Transfer and Servicing Agreement Controls with Respect to the
Receivables. HPLAC acknowledges that the Receivables are to be deposited in the Trust pursuant
to the Transfer and Servicing Agreement and are to be serviced by the Servicer. HPLAC agrees to
cooperate fully with the Servicer and to permit the Servicer to take any and all actions necessary
in connection with the Receivables.
[END OF ARTICLE IX]
27
ARTICLE X
MISCELLANEOUS PROVISIONS
Section 10.01. Amendment. This Agreement and any Conveyance Papers and the rights and
obligations of the parties hereunder and thereunder may not be changed orally, but only by an
instrument in writing signed by HSBC Funding and HPLAC in accordance with this Section 10.01. This
Agreement and any Conveyance Papers may be amended from time to time by HSBC Funding and HPLAC,
provided that HSBC Funding provides to HPLAC an Officer’s Certificate of HSBC Funding to
the effect that HSBC Funding reasonably believes that such amendment will not have an Adverse
Effect.
Section 10.02. GOVERNING LAW. THIS AGREEMENT AND THE CONVEYANCE PAPERS SHALL BE
CONSTRUED IN ACCORDANCE WITH THE LAWS OF THE STATE OF NEW YORK, WITHOUT REFERENCE TO ITS CONFLICT
OF LAW PROVISIONS, AND THE OBLIGATIONS, RIGHTS AND REMEDIES OF THE PARTIES HEREUNDER SHALL BE
DETERMINED IN ACCORDANCE WITH SUCH LAWS.
Section 10.03. Notices. All demands, notices and communications hereunder shall be in
writing and shall be deemed to have been duly given if personally delivered at or mailed by
certified mail, return receipt requested, to (a) in the case of HSBC Funding, HSBC Funding (USA)

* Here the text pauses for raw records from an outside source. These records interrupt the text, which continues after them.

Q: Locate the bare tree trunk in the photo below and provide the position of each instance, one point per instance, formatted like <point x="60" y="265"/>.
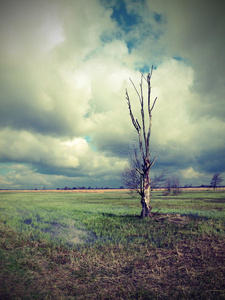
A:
<point x="144" y="134"/>
<point x="145" y="200"/>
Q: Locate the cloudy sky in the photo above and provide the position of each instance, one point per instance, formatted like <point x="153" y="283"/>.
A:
<point x="64" y="68"/>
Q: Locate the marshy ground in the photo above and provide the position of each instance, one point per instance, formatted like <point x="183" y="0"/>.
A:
<point x="95" y="246"/>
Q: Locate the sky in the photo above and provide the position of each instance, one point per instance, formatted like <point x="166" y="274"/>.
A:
<point x="64" y="69"/>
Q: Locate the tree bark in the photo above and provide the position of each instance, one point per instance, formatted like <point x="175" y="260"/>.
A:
<point x="144" y="140"/>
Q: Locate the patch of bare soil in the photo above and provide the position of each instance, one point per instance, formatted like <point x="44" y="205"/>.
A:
<point x="171" y="218"/>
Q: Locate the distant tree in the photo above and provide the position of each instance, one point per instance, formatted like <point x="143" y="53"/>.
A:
<point x="144" y="133"/>
<point x="216" y="180"/>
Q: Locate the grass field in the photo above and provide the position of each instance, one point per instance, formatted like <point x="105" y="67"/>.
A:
<point x="70" y="245"/>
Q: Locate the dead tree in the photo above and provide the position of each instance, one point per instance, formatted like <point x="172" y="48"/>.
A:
<point x="144" y="134"/>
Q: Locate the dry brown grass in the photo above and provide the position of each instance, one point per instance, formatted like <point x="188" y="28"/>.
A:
<point x="194" y="269"/>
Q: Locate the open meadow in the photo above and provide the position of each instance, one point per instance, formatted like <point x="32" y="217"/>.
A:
<point x="72" y="245"/>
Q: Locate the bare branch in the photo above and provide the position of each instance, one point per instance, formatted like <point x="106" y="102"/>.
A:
<point x="136" y="90"/>
<point x="154" y="159"/>
<point x="143" y="76"/>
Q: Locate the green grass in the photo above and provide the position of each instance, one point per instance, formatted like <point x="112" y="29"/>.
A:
<point x="95" y="246"/>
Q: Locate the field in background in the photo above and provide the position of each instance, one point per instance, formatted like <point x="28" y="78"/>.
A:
<point x="93" y="245"/>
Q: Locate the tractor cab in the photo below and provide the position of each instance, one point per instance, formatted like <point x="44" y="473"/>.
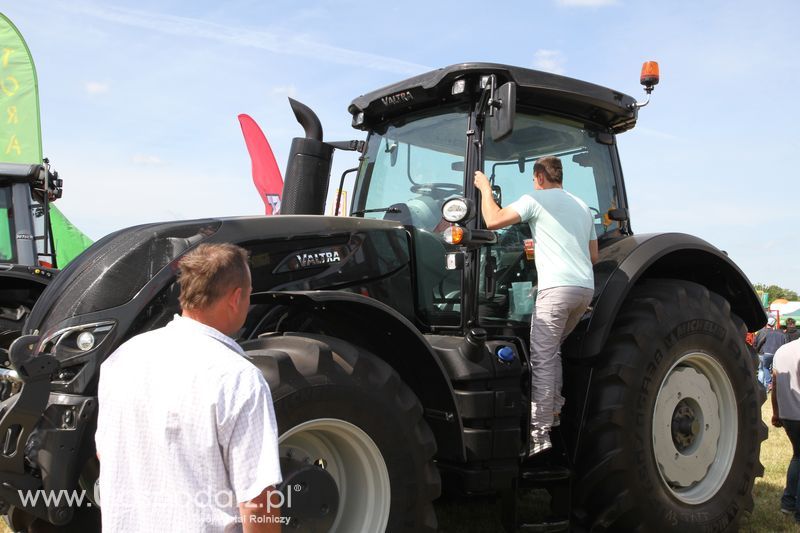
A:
<point x="426" y="138"/>
<point x="26" y="236"/>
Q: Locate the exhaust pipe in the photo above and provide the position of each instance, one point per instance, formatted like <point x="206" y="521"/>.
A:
<point x="305" y="185"/>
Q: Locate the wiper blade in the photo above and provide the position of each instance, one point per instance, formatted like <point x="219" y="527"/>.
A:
<point x="379" y="210"/>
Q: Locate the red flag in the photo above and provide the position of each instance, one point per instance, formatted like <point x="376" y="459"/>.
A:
<point x="266" y="174"/>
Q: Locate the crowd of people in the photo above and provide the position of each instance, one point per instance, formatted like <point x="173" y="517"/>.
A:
<point x="779" y="372"/>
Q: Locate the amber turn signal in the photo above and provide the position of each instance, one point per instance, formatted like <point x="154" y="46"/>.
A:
<point x="454" y="234"/>
<point x="649" y="75"/>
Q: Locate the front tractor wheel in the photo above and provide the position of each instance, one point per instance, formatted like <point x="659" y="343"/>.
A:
<point x="674" y="426"/>
<point x="356" y="453"/>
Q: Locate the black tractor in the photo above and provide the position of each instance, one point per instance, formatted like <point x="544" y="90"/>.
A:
<point x="27" y="247"/>
<point x="395" y="340"/>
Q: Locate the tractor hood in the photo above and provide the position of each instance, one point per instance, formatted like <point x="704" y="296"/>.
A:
<point x="120" y="276"/>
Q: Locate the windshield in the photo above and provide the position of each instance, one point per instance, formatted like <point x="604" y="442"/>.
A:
<point x="587" y="166"/>
<point x="6" y="229"/>
<point x="411" y="167"/>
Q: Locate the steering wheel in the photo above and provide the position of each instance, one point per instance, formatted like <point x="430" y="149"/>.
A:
<point x="436" y="186"/>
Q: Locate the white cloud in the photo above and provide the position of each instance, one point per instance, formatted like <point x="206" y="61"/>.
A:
<point x="549" y="60"/>
<point x="587" y="3"/>
<point x="146" y="159"/>
<point x="288" y="90"/>
<point x="288" y="43"/>
<point x="96" y="87"/>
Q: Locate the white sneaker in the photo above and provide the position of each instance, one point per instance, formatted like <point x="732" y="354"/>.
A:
<point x="539" y="444"/>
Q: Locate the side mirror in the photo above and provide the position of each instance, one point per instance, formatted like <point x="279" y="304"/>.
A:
<point x="501" y="122"/>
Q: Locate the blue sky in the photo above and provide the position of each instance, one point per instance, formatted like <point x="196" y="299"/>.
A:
<point x="139" y="99"/>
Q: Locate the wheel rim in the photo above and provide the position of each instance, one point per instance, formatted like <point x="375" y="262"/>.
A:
<point x="695" y="428"/>
<point x="354" y="461"/>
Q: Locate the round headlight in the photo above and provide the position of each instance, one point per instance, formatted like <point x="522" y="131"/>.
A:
<point x="85" y="341"/>
<point x="455" y="210"/>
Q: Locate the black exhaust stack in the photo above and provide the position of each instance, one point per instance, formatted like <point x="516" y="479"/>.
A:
<point x="305" y="186"/>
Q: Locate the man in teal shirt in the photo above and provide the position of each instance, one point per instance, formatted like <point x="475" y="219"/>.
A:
<point x="566" y="248"/>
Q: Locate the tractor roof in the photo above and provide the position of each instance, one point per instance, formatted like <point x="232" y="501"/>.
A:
<point x="541" y="90"/>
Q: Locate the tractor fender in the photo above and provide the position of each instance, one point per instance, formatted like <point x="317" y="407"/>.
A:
<point x="378" y="328"/>
<point x="34" y="277"/>
<point x="665" y="256"/>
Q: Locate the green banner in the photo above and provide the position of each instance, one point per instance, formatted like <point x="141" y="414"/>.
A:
<point x="20" y="132"/>
<point x="69" y="240"/>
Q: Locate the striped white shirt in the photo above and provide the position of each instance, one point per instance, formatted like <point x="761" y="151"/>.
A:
<point x="186" y="431"/>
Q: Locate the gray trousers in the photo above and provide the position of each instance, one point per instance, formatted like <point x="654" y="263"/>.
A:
<point x="557" y="312"/>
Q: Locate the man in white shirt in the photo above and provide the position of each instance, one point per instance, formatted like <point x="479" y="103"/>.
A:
<point x="186" y="434"/>
<point x="786" y="414"/>
<point x="566" y="248"/>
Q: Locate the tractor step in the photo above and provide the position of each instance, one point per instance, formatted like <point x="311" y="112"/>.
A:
<point x="543" y="476"/>
<point x="545" y="527"/>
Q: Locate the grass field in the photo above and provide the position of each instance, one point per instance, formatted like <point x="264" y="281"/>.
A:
<point x="481" y="515"/>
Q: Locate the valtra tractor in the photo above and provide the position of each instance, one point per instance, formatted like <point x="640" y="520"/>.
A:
<point x="395" y="340"/>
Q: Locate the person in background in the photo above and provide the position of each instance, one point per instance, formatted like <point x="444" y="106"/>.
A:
<point x="786" y="414"/>
<point x="792" y="334"/>
<point x="768" y="340"/>
<point x="186" y="431"/>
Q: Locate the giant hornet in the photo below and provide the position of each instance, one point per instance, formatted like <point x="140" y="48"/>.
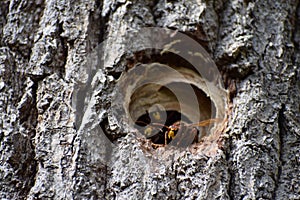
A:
<point x="180" y="133"/>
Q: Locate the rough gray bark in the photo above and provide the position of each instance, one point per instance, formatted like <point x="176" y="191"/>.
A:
<point x="44" y="55"/>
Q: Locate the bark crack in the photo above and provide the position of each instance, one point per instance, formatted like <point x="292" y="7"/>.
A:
<point x="282" y="132"/>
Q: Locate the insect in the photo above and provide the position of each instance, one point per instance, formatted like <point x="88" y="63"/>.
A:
<point x="179" y="134"/>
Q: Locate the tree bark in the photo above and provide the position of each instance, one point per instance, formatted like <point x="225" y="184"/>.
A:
<point x="55" y="96"/>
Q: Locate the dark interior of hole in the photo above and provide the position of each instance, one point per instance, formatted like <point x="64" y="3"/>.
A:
<point x="158" y="127"/>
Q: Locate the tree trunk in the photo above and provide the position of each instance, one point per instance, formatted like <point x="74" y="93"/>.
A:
<point x="64" y="134"/>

Inc. V, 0000 Xxxx Xxxxxx Xxxxx, Xxx Xxxxx, Xxxxxx 00000; (b) in the case of HPLAC, HSBC Private
Label Acquisition Corporation (USA), [1111 Xxxx Xxxxxx Xxxxx, Xxx Xxxxx, Xxxxxx 00000]; (c) in the
case of the Owner Trustee, Wilmington Trust Company, as Owner Trustee, 0000 Xxxxx Xxxxxx Xxxxxx,
Xxxxxxxxxx, Xxxxxxxx 00000-0000; and (d) in the case of the Indenture Trustee, U.S. Bank National
Association, [209 Xxxxx Xx Xxxxx, Xxxxx 000, Xxxxxxx, Xxxxxxxx 00000]; or, as to each party, at
such other address as shall be designated by such party in a written notice to each other party.
Section 10.04. Severability of Provisions. If any one or more of the covenants,
agreements, provisions or terms of this Agreement or any Conveyance Paper shall for any reason
whatsoever be held invalid, then such covenants, agreements, provisions or terms shall be deemed
severable from the remaining covenants, agreements, provisions and terms of this Agreement or any
Conveyance Paper and shall in no way affect the validity or enforceability of the other provisions
of this Agreement or of any Conveyance Paper.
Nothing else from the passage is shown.